In NRC Handelsblad (21 april 2000) schreef Arie van den Berg over deze bundel: 'Bij herlezing wordt duidelijk dat Schiferli's poëzie ook waar ze in de eerste plaats 'bedacht' lijkt, toch vooral door verbeelding gedragen wordt. Binnen en buiten, ideaal en werkelijkheid worden daarin steeds weer gespiegeld. En net als in zijn redeneertrant is ook in de verbeelding van deze dichter weinig plaats voor romantische dromen want, zo stelt hij in 'Geen ballade' over 'in zichzelf verkruimelende liefde': schoonheid is illusoir'.
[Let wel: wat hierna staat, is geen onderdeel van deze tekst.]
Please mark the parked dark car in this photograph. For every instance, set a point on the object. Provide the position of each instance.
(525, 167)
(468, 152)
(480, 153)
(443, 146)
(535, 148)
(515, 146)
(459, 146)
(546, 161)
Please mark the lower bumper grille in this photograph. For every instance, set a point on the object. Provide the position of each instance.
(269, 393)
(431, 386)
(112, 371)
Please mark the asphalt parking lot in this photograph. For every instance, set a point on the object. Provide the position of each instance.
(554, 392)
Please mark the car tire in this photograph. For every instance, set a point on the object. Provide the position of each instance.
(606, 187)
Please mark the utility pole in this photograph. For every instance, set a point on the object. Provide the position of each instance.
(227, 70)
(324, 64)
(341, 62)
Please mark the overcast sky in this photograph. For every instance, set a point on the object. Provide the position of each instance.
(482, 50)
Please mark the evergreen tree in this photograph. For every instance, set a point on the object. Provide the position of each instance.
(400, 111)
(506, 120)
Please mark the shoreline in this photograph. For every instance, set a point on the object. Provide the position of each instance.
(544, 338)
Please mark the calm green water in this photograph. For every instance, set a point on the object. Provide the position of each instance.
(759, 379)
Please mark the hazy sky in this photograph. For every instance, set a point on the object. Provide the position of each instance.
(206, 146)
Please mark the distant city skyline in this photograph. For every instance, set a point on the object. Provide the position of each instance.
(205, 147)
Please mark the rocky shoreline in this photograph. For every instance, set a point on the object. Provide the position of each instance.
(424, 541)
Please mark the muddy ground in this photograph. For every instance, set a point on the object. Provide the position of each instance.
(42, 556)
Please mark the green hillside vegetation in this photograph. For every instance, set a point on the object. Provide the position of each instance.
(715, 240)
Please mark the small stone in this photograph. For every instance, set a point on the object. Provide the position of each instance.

Van den Berg benadrukte het zwaarmoedige karakter van de gedichten van Schiferli: 'Schiferli toont zich geen levensgenieter. Hij wil wel dromen, maar de werkelijkheid staat hem in de weg. Dat hij zich daarover steeds weer kan verbazen is de motor van zijn poëzie. Zijn werkelijkheidszin werkt ook relativerend, en dat geeft veel van zijn gedichten een onbezwaarde, rustig geluimde ondertoon'.

Koen Vergeer schreef in De morgen (26 april 2000) dat de bundel van Schiferli '... de geest van het fin de siècle ademt, met zijn voorliefde voor duisternis, de vele trapportalen, cryptische droomhuizen vol lege kamers, de onbereikbare, soms zelfs gestorven geliefde, de fixatie op het uit elkaar vallen van de dingen, kortom de wereld van Gerrit Achterberg en Edgar Allan Poe. Dat zijn geen kleine jongens. Net als deze dichters toont Schiferli een hyperromantisch verlangen naar ongekende passie, "de geur van goden" en een "stralend wereldlicht"'.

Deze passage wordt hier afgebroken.